# marriage, wedding



## greg from vancouver

Could someone please comment on these synonyms for marriage, specifically in answer to these questions:
--which is most common in MSA, such as newspapers, etc?
--which are most common in dialects, if any?
--any other info re: usage

*زواج - عرس - زفاف - قران - نكاح*And by marriage, I'm thinking of matrimonial marriage, not figurative marriage, as in "a marriage of ideas and money".

Many thanks,
Greg


----------



## cherine

greg from vancouver said:


> *زواج - عرس - زفاف - قران - نكاح*


zawaaj زواج is marriage, the marital relationship.
3urs عرس is the wedding ceremony/party
zifaaf زفاف is the wedding party. There's a verb zaffa زفَّ which is used in sentences like: زُفَّت إلى زوجها الأسبوع الماضي but also: زفَّ إلينا الخبر السعيد which means: he gave us the happy/good news.
qiraan قران is the ceremony of writing the marriage contract. The expression is 3aqd al-qiraan عقد القران 
nikaa7 نكاح means both marriage and -less used maybe- sexual relation.


> Could someone please comment on these synonyms for marriage, specifically in answer to these questions:
> --which is most common in MSA, such as newspapers, etc?
> --which are most common in dialects, if any?


Most used are:
زواج to mean marriage, زفاف and عرس to mean wedding

In the Egyptian dialect:
- marriage: gawaaz جواز (where few letters exchanged place and ج is pronounced as "g" and not "j")
- wedding: fara7 فرح for muslims and ikliil إكليل for Christians

By the way, in MSA I don't think qiraan, nikaa7 are used at all *in Christian contexts/usage*, and I'm not sure about 3urs and zifaaf.


----------



## linguist786

cherine said:


> nikaa7 نكاح means both marriage and -less used maybe- sexual relation.

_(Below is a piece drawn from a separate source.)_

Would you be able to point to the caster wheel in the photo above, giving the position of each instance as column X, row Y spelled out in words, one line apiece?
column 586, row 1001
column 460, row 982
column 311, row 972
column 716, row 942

We use "nikaa7" to mean the actual ceremony where the vows are exchanged.


			
				cherine said:
			
		

> By the way, in MSA I don't think qiraan, *nikaa7* are used at all, and I'm not sure about 3urs and zifaaf.


Really?
قال الرسول (صلى الله عليه وسلم): *النكاح* من سنتي فمن رغب عن سنتي فليس مني


----------



## cherine

Mohammed, I was speaking about the *Modern* Standard Arabic.
Of course the word is used in Classical Arabic, and is even mentioned in the Qur'an. 


Edit:
Ooops, you're right, I was speaking about Christian usage in MSA.  

I'll edit my post.


----------



## Alijsh

Dear Cherine, we say ezdevâj (ازدواج) for marriage. Don't you have it?


linguist786 said:


> قال الرسول (صلى الله عليه وسلم): *النكاح* من سنتي فمن رغب عن سنتي فليس مني


I think *min* is redundant: *النكاح* سنتي فمن . We say so in Iran.​


----------



## cherine

Alijsh said:


> Dear Cherine, we say ezdevâj (ازدواج) for marriage. Don't you have it?


The word izdiwaaj ازدواج means double. A famous psychological term is  ازدواج الشخصية which means that someone has a double personality, or two personalities in one person.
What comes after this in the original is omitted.